IIS web server

By default, the IIS web server is active under Windows and is used, for example, for the Beckhoff Device Manager and for the PLC HMI. In order to further secure the system and restrict access via the web server, you can:

disable the IIS web server
or restrict access from outside.

The decision as to which of the two options is the right one for you depends on your conditions of use. Please note that in the case of complete deactivation all applications that access the IIS web server are affected and will no longer work. With restricted access, only the Beckhoff Device Manager is no longer accessible. The local access to the Beckhoff Device Manager can still be used and all other applications are unaffected by a deactivation.

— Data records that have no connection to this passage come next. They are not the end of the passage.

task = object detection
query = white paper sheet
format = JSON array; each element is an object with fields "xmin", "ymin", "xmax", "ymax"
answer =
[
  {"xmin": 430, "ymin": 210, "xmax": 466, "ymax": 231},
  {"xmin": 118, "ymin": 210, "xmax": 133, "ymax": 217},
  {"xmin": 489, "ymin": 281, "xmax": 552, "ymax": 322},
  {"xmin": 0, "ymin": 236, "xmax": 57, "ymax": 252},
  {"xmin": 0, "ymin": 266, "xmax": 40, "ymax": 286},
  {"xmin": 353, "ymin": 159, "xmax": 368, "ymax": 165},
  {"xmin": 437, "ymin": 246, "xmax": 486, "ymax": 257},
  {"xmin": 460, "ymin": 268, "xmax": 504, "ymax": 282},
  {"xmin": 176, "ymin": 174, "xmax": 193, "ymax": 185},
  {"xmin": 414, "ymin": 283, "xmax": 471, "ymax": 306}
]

Deactivating the IIS web server:

Call the execute dialog with the shortcut [Windows key] + [R] and enter optionalfeatures.
The Windows Features window opens.
Disable the option under Internet Information Service.
The IIS web server is thus disabled. All applications that access the IIS web server are affected by this change.

Restricting access from outside:

1. In order to disable access from outside, call the execute dialog with the shortcut [Windows key] + [R] and enter compmgmt.msc.

2. On the left in the structure tree, select the entry Internet Information Services and under Connections the folder Sites.
IIS web server 2:

3. On the right under Actions, click Bindings. In the window Site Bindings, an asterisk (*) is displayed in the column IP Address for http and https.
IIS web server 3:

All accesses from outside are thus allowed.

4. Edit the entries for http or https and allow only local access with the entry 127.0.0.1.
IIS web server 4:

Access to the Beckhoff Device Manager from outside is restricted from now on. Local access is still possible with 127.0.0.1/config and all other applications are unaffected by a complete deactivation.